Le Boeing-737 Max est devenu leader des ventes peu de temps après son annonce en 2011. Mais pour les ingénieurs ambitieux, c'était un peu un «marais», explique Peter Lemme, qui a conçu le pilote automatique pour le Boeing-767, maintenant consultant. Le Boeing-737 Max était une mise à niveau de conception vieille de 50 ans, et les changements devaient être suffisamment limités pour que le Boeing puisse tamponner de nouveaux avions comme des petits pains, avec de petits changements pour les chaînes de montage ou les compagnies aériennes. "Pour un ingénieur, ce n'est pas le meilleur travail", a ajouté Lemm.

Rockwell Collins, actuellement une division de United Technologies Corp., a remporté un contrat pour fournir des écrans de cabine pour le 737 Max et s'est appuyé sur des ingénieurs HCL en Inde, en Iowa et à Seattle. Une porte-parole de United Technologies a refusé de commenter la situation.

Les ingénieurs contractants de Cyient ont aidé à l'équipement d'essai en vol. Charles LoveJoy, un ancien employé de Boeing, a déclaré que les ingénieurs américains devaient revérifier les dessins réalisés en Inde à 7h30 tous les matins. «Nous avons eu des problèmes avec l'équipe indienne. Ils respectaient les exigences, mais nous pouvions faire mieux. »

De nombreuses enquêtes, dont une enquête criminelle par le ministère américain de la Justice, tentent de comprendre comment et quand des décisions critiques ont été prises concernant le logiciel 737 Max. Selon les enquêteurs, lors des crashs de Lion Air et d'Ethiopian Airlines, qui ont tué 346 personnes, le système MCAS a poussé l'avion à plonger de façon incontrôlée en raison de données médiocres provenant d'un capteur.

Selon Lemma, cette conception viole les principes de base de la redondance, qui étaient inébranlables pour plusieurs générations d'ingénieurs Boeing. Apparemment, personne n'a jamais vérifié comment le logiciel va réagir dans cette situation. "Ce fut un échec retentissant", a-t-il déclaré. "Pas une seule personne, mais beaucoup de gens auraient dû penser à ce problème."
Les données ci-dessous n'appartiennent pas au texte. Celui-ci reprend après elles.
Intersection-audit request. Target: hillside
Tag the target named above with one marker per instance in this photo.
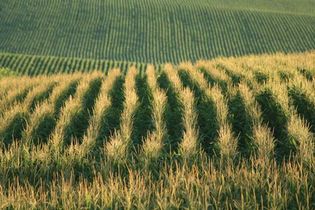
(228, 133)
(156, 32)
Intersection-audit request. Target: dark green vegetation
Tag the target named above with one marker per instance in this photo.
(152, 31)
(254, 134)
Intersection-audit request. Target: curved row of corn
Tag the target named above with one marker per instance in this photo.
(228, 133)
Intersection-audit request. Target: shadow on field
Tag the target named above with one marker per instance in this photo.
(213, 81)
(80, 122)
(111, 119)
(304, 107)
(242, 125)
(277, 120)
(173, 115)
(143, 119)
(207, 116)
(60, 102)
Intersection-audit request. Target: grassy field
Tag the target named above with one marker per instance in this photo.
(229, 133)
(155, 31)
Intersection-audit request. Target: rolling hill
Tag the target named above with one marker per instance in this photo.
(155, 32)
(228, 133)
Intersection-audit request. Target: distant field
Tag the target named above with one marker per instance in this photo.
(22, 64)
(229, 133)
(155, 31)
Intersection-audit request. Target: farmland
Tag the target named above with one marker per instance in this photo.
(228, 133)
(148, 31)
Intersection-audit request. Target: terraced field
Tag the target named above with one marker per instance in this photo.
(151, 31)
(232, 133)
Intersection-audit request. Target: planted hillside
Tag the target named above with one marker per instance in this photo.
(154, 31)
(228, 133)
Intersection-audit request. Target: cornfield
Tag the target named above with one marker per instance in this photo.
(155, 31)
(229, 133)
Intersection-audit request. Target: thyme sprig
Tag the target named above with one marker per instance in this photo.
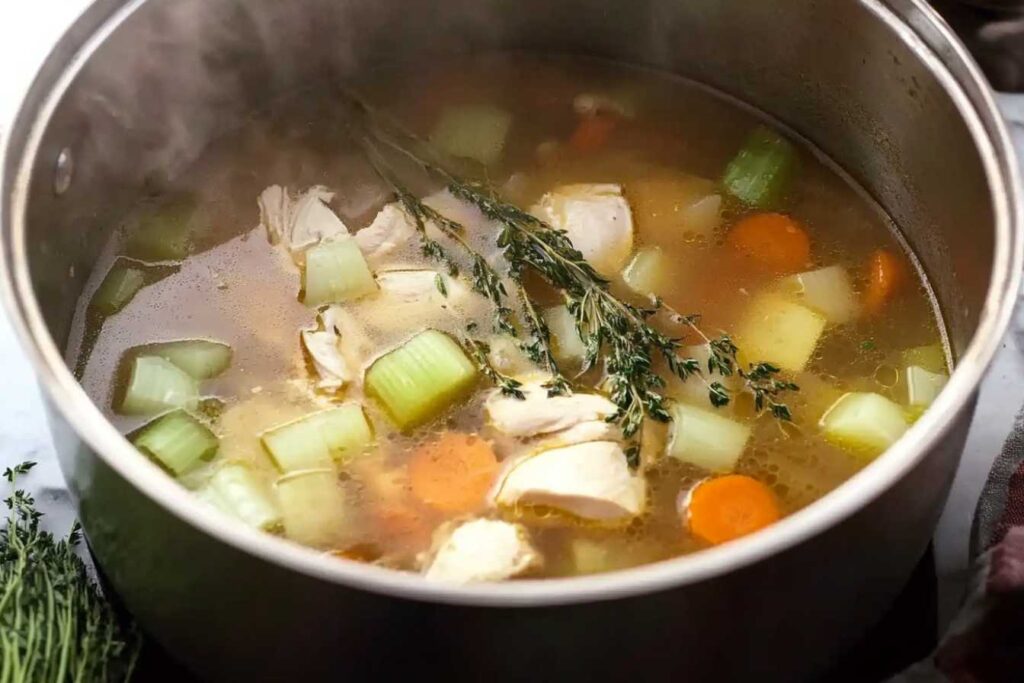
(612, 330)
(761, 379)
(55, 626)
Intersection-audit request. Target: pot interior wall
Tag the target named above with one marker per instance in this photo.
(176, 75)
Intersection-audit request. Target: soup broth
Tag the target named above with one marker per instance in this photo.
(704, 217)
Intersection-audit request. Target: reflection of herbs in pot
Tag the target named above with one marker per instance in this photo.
(577, 356)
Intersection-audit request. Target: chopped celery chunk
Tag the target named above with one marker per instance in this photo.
(421, 378)
(166, 232)
(120, 286)
(761, 172)
(238, 492)
(931, 357)
(828, 291)
(176, 440)
(864, 423)
(472, 131)
(566, 344)
(200, 357)
(648, 271)
(156, 385)
(336, 271)
(779, 332)
(316, 439)
(707, 439)
(312, 507)
(923, 386)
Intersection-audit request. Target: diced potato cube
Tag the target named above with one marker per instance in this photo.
(707, 439)
(828, 291)
(923, 387)
(779, 332)
(648, 271)
(566, 343)
(864, 423)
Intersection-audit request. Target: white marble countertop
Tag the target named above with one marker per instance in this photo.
(27, 30)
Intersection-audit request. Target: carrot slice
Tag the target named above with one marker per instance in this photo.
(886, 275)
(454, 472)
(728, 507)
(593, 132)
(772, 240)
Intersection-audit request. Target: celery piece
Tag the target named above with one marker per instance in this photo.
(336, 271)
(864, 423)
(200, 357)
(418, 380)
(312, 507)
(164, 233)
(647, 272)
(157, 384)
(313, 440)
(242, 495)
(761, 172)
(707, 439)
(923, 386)
(779, 332)
(472, 131)
(120, 286)
(931, 357)
(566, 344)
(827, 291)
(176, 440)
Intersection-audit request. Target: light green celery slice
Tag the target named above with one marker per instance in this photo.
(200, 357)
(120, 286)
(336, 271)
(707, 439)
(420, 379)
(318, 438)
(647, 272)
(313, 508)
(166, 232)
(176, 440)
(157, 384)
(244, 497)
(931, 357)
(566, 344)
(863, 423)
(923, 386)
(472, 131)
(762, 171)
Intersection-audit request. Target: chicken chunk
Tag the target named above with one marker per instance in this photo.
(591, 480)
(597, 219)
(481, 550)
(391, 229)
(539, 414)
(323, 343)
(301, 222)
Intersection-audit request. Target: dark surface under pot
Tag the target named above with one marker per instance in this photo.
(905, 635)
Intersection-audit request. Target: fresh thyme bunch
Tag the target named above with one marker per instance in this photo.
(54, 625)
(613, 331)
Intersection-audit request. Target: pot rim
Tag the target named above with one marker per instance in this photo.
(932, 41)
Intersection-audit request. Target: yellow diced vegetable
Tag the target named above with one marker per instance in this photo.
(779, 332)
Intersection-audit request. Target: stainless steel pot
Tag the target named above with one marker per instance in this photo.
(137, 88)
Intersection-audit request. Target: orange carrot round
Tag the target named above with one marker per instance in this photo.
(593, 132)
(454, 472)
(729, 507)
(886, 275)
(772, 240)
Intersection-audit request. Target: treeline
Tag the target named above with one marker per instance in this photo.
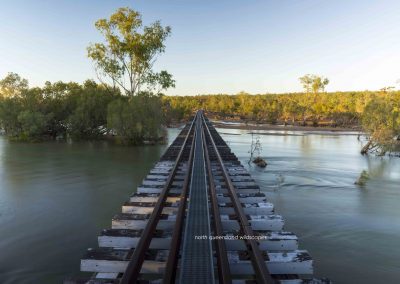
(80, 111)
(340, 108)
(377, 113)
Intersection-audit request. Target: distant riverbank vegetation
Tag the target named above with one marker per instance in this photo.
(96, 111)
(377, 113)
(127, 105)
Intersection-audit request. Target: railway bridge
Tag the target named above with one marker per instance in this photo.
(198, 217)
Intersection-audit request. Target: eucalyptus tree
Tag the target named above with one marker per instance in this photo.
(313, 83)
(12, 85)
(126, 57)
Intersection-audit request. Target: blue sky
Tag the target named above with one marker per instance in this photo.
(216, 46)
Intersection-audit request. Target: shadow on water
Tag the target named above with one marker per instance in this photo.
(353, 233)
(56, 197)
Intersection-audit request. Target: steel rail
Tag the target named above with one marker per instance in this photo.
(224, 273)
(256, 256)
(172, 262)
(132, 271)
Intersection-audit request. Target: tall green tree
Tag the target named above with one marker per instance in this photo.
(12, 85)
(129, 51)
(313, 83)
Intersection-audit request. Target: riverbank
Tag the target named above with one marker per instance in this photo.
(253, 126)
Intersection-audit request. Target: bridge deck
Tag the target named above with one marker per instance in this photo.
(197, 263)
(198, 188)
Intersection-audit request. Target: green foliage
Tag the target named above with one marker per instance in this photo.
(381, 120)
(88, 120)
(33, 124)
(135, 119)
(313, 83)
(129, 52)
(12, 85)
(81, 112)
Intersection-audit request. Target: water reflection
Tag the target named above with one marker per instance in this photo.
(346, 228)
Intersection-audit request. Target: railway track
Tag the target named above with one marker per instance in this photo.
(198, 217)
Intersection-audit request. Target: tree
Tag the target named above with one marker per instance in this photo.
(313, 83)
(12, 85)
(381, 121)
(129, 52)
(136, 119)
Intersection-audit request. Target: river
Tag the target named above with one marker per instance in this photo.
(56, 197)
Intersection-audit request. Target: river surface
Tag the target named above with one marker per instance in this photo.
(56, 197)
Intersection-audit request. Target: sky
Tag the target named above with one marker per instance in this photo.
(216, 46)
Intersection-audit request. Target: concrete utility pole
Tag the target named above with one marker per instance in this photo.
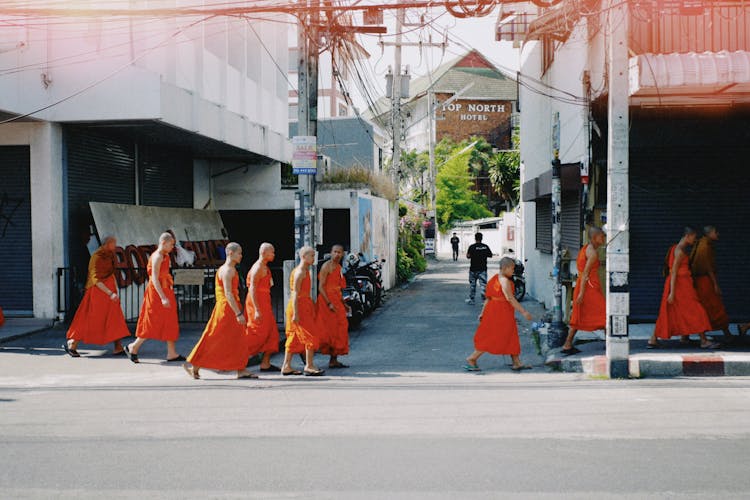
(618, 228)
(307, 119)
(557, 330)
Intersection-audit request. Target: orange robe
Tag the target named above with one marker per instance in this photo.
(686, 315)
(263, 335)
(156, 321)
(99, 319)
(591, 314)
(702, 262)
(334, 323)
(223, 345)
(304, 334)
(497, 332)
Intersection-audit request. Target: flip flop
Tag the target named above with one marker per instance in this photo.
(712, 345)
(132, 357)
(522, 367)
(191, 371)
(570, 351)
(72, 352)
(272, 368)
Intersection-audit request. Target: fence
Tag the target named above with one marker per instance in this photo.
(194, 291)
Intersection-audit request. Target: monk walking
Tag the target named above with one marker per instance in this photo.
(301, 324)
(262, 332)
(99, 319)
(703, 269)
(331, 308)
(158, 318)
(681, 313)
(223, 345)
(498, 332)
(589, 306)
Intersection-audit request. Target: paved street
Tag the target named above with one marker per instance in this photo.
(403, 422)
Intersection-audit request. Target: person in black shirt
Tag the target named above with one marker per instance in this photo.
(478, 253)
(454, 244)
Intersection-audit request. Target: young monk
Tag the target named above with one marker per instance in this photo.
(301, 323)
(99, 318)
(589, 306)
(331, 308)
(158, 318)
(703, 269)
(223, 345)
(681, 313)
(497, 332)
(262, 333)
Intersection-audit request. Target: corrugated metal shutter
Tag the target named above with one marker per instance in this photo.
(99, 168)
(570, 221)
(667, 193)
(166, 178)
(544, 225)
(16, 294)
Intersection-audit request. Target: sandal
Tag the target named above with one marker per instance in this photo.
(72, 352)
(191, 371)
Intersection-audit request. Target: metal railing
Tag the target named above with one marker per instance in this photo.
(194, 301)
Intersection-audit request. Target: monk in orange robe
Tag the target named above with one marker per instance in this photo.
(262, 332)
(99, 318)
(589, 306)
(223, 345)
(498, 332)
(158, 318)
(681, 313)
(301, 323)
(331, 308)
(703, 269)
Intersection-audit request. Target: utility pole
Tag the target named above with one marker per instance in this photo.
(618, 231)
(557, 330)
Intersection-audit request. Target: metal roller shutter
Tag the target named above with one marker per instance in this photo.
(99, 168)
(16, 294)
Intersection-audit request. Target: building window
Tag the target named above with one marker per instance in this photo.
(288, 179)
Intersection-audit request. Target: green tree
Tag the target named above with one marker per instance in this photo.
(456, 200)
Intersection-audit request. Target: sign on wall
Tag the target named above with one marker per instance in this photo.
(305, 155)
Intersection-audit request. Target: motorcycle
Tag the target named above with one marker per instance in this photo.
(519, 281)
(354, 302)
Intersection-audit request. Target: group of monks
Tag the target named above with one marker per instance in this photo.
(691, 301)
(233, 333)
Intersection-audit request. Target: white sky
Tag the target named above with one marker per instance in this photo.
(475, 33)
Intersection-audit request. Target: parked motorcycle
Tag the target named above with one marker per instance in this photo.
(519, 281)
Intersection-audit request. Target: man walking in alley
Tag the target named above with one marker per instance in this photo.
(478, 253)
(454, 244)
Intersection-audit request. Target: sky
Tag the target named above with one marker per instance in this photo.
(463, 34)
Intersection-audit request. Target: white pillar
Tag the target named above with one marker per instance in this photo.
(618, 231)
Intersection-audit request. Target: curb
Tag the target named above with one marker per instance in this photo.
(664, 365)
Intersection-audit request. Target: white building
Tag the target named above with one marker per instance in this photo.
(134, 110)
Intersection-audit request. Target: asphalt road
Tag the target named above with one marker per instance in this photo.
(403, 422)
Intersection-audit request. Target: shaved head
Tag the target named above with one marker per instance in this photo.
(164, 237)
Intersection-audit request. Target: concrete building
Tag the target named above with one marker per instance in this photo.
(689, 111)
(136, 111)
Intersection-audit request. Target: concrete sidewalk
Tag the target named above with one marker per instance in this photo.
(671, 359)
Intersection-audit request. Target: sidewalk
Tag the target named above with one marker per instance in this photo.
(671, 359)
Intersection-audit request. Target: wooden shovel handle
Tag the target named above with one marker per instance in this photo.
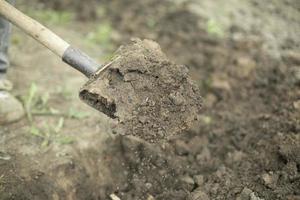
(34, 29)
(70, 55)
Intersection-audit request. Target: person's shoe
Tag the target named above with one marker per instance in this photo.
(11, 110)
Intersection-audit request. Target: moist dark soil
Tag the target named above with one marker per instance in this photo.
(151, 97)
(246, 145)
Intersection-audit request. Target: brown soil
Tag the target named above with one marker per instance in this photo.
(245, 147)
(149, 96)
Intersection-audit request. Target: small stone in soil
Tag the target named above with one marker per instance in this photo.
(147, 95)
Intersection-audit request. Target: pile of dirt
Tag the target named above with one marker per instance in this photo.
(246, 145)
(149, 96)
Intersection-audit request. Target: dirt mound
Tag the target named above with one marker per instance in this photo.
(151, 97)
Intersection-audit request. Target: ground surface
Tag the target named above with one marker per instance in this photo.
(146, 94)
(245, 58)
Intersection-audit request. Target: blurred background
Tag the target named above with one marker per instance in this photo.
(243, 54)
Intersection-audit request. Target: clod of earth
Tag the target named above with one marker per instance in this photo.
(148, 96)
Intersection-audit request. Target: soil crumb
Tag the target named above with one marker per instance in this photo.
(149, 96)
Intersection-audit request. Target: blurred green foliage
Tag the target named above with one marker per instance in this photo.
(51, 16)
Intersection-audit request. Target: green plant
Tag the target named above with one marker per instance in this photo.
(101, 35)
(51, 16)
(49, 133)
(214, 28)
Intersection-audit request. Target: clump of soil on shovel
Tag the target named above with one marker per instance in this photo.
(148, 96)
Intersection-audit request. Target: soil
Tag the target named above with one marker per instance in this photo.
(149, 96)
(246, 145)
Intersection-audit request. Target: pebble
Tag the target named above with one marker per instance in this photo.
(270, 179)
(199, 179)
(220, 82)
(188, 183)
(247, 194)
(181, 148)
(291, 57)
(176, 98)
(204, 156)
(245, 66)
(210, 100)
(199, 195)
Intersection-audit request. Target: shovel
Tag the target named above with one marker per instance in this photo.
(70, 55)
(147, 95)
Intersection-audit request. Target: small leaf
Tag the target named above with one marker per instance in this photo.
(65, 140)
(35, 131)
(59, 125)
(77, 114)
(45, 143)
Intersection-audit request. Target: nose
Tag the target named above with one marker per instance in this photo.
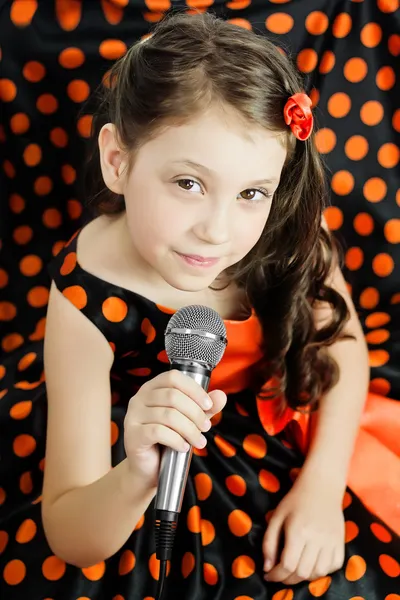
(214, 224)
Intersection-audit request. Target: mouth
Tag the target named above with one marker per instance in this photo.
(198, 261)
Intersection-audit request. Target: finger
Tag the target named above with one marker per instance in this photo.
(218, 398)
(308, 560)
(155, 433)
(183, 383)
(176, 421)
(171, 398)
(272, 538)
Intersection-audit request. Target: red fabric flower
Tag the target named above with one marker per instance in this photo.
(297, 114)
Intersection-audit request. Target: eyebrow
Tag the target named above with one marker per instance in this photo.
(199, 167)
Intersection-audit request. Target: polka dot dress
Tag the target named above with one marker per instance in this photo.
(52, 56)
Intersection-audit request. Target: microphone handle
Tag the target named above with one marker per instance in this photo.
(174, 466)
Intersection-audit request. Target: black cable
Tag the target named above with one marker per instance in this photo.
(165, 529)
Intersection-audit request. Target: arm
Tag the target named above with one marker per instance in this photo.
(336, 423)
(81, 490)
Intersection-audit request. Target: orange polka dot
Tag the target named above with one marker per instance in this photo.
(369, 298)
(383, 264)
(389, 565)
(318, 587)
(286, 594)
(392, 231)
(21, 410)
(126, 562)
(279, 23)
(8, 90)
(3, 541)
(203, 483)
(26, 483)
(325, 140)
(69, 264)
(371, 35)
(78, 90)
(268, 481)
(95, 572)
(210, 574)
(59, 137)
(43, 185)
(342, 25)
(148, 330)
(154, 566)
(77, 295)
(22, 12)
(363, 224)
(388, 155)
(38, 296)
(381, 533)
(47, 104)
(243, 566)
(112, 49)
(388, 6)
(12, 341)
(394, 44)
(307, 60)
(317, 22)
(377, 319)
(339, 105)
(356, 147)
(327, 62)
(354, 258)
(334, 217)
(355, 69)
(225, 447)
(194, 519)
(33, 71)
(26, 531)
(207, 532)
(378, 358)
(255, 446)
(114, 309)
(68, 13)
(84, 125)
(239, 522)
(236, 485)
(19, 123)
(7, 311)
(351, 531)
(68, 174)
(24, 445)
(30, 265)
(71, 58)
(355, 568)
(188, 563)
(14, 572)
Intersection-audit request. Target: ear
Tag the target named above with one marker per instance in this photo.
(113, 160)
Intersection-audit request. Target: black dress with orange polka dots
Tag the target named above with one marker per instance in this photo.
(234, 483)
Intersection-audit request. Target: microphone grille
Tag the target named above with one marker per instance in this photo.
(186, 339)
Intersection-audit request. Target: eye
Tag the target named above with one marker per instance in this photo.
(189, 185)
(255, 194)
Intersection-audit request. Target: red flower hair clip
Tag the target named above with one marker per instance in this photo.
(297, 114)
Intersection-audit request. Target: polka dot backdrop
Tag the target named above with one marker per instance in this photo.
(52, 56)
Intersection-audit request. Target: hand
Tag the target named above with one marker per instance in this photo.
(172, 410)
(311, 519)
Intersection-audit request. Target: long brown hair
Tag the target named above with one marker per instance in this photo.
(188, 63)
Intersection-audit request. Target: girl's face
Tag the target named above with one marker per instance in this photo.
(198, 196)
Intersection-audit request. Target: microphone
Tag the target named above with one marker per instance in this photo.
(195, 341)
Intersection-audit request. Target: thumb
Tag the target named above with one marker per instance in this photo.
(218, 398)
(272, 538)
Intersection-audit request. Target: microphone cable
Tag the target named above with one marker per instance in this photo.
(165, 528)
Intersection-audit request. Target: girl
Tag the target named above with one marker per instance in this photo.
(210, 191)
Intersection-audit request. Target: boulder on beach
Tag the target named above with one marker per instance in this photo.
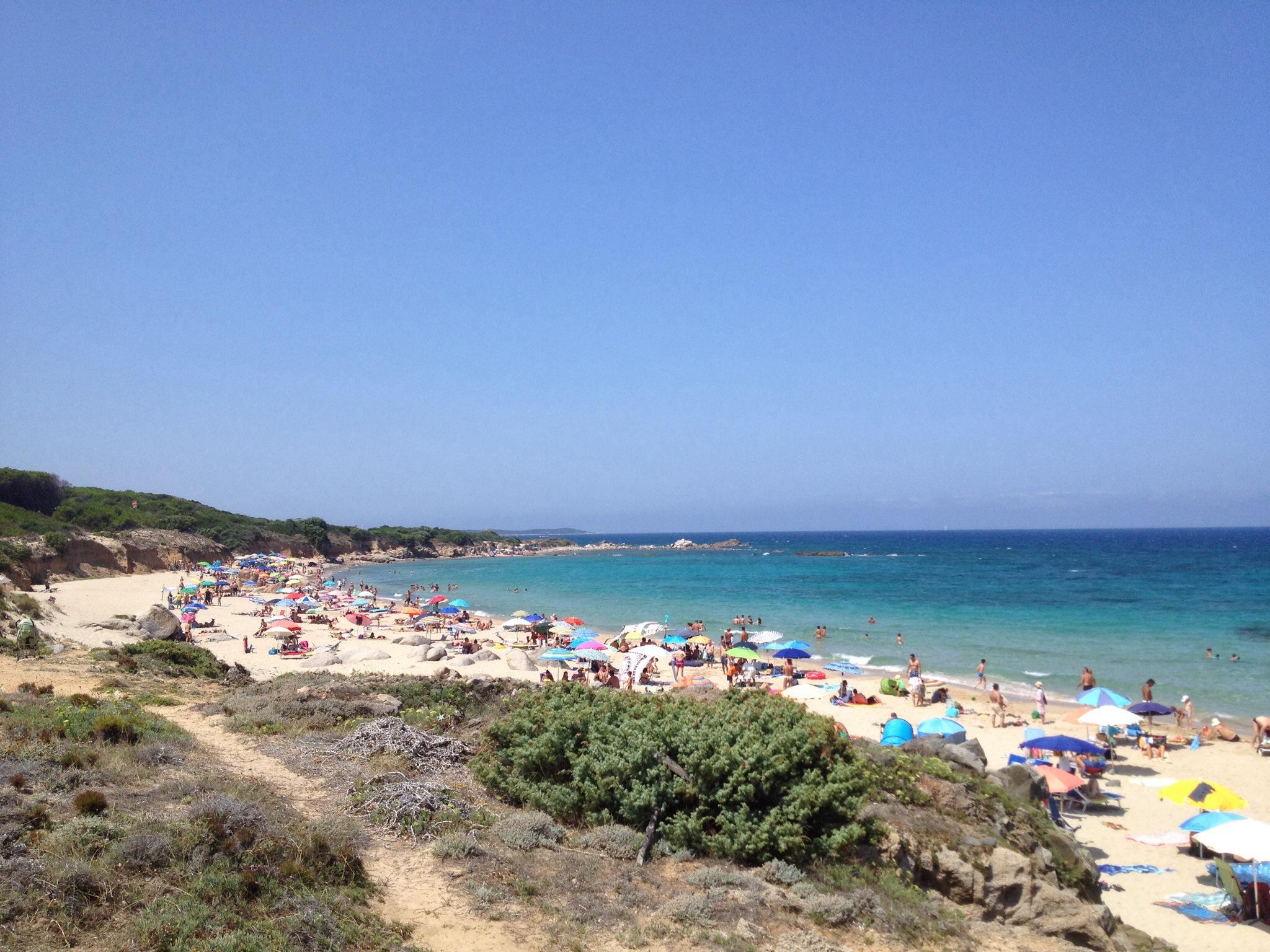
(324, 660)
(363, 654)
(159, 625)
(520, 662)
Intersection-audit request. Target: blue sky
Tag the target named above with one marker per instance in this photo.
(643, 266)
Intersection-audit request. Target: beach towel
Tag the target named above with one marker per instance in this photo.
(1151, 781)
(1113, 870)
(1199, 913)
(1174, 838)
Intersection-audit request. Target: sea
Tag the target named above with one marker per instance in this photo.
(1037, 604)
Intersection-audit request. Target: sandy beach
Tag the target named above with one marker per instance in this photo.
(82, 603)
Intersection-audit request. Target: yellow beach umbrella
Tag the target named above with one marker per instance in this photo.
(1203, 795)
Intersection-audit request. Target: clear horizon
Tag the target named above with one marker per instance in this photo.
(770, 267)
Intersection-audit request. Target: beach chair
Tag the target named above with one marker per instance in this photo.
(1055, 814)
(1226, 878)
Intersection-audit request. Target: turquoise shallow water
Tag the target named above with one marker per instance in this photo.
(1132, 604)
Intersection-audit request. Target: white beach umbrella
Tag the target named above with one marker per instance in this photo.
(1244, 839)
(1109, 716)
(657, 651)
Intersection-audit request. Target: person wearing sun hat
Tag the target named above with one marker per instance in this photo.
(1188, 711)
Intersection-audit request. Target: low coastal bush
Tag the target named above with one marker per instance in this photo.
(765, 778)
(175, 659)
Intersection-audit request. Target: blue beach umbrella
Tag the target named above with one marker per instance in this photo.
(1206, 822)
(791, 653)
(1062, 744)
(897, 731)
(1150, 708)
(943, 728)
(1101, 697)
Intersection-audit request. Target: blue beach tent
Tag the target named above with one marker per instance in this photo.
(895, 733)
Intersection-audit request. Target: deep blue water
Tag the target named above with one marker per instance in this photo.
(1129, 603)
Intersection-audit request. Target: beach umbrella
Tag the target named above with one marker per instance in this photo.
(1245, 839)
(1206, 822)
(897, 731)
(1150, 708)
(1062, 744)
(1203, 795)
(791, 653)
(1109, 718)
(557, 654)
(1059, 781)
(1099, 697)
(941, 728)
(803, 692)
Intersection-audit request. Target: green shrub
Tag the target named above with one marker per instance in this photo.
(780, 873)
(528, 831)
(766, 778)
(613, 840)
(177, 659)
(91, 803)
(456, 845)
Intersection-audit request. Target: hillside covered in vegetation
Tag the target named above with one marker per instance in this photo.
(41, 505)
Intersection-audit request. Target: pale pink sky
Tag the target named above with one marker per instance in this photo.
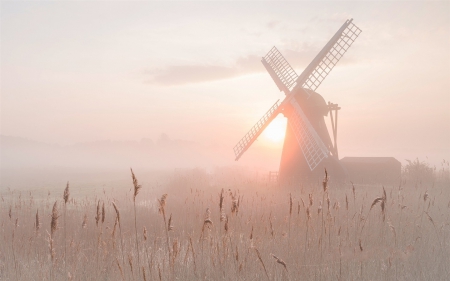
(85, 71)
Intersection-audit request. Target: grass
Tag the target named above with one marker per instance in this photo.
(221, 229)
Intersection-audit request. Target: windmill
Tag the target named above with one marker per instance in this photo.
(308, 145)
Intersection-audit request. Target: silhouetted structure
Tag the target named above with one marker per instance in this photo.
(372, 169)
(308, 147)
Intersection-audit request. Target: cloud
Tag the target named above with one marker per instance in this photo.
(188, 74)
(298, 55)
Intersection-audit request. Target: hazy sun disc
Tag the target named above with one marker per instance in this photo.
(276, 130)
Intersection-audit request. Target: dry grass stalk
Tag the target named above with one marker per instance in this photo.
(290, 204)
(98, 215)
(226, 224)
(103, 212)
(120, 231)
(145, 233)
(84, 223)
(120, 269)
(143, 274)
(38, 221)
(137, 187)
(130, 262)
(169, 224)
(54, 221)
(207, 223)
(325, 182)
(162, 205)
(66, 194)
(262, 263)
(280, 261)
(66, 199)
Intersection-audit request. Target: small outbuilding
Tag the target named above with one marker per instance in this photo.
(371, 170)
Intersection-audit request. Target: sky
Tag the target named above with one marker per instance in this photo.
(88, 71)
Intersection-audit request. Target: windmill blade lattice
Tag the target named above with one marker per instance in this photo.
(321, 66)
(256, 130)
(310, 143)
(280, 70)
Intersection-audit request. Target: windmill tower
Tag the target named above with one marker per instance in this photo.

Boeing a également déclaré que peu de temps après le début des expéditions du 737-Max en 2017, ils avaient découvert qu'un voyant d'avertissement qui pouvait alerter l'équipage d'un problème de capteur n'était pas correctement configuré dans le logiciel d'affichage de vol. Une déclaration de May Boeing expliquant pourquoi la société n'a pas informé les régulateurs à ce sujet à temps a déclaré que les ingénieurs avaient décidé que ce n'était pas un problème de sécurité.

"La direction générale de la société", selon le communiqué, "n'a pas participé à cet audit".

D'un traducteur: après avoir lu l'article, j'ai cessé de m'interroger sur la situation de mon industrie (e-commerce). Si les géants industriels responsables de la vie humaine ont un tel gâchis avec les processus, alors de quoi pouvons-nous parler dans les petits bureaux. Eh bien, j'ajouterai que Bloomberg jongle certainement (il y avait une telle impression), car leur tâche est le battage médiatique et les vues, donc ce qui est écrit devrait être divisé en deux.

Les messages sur les erreurs, les fautes de frappe et autres problèmes sont les bienvenus.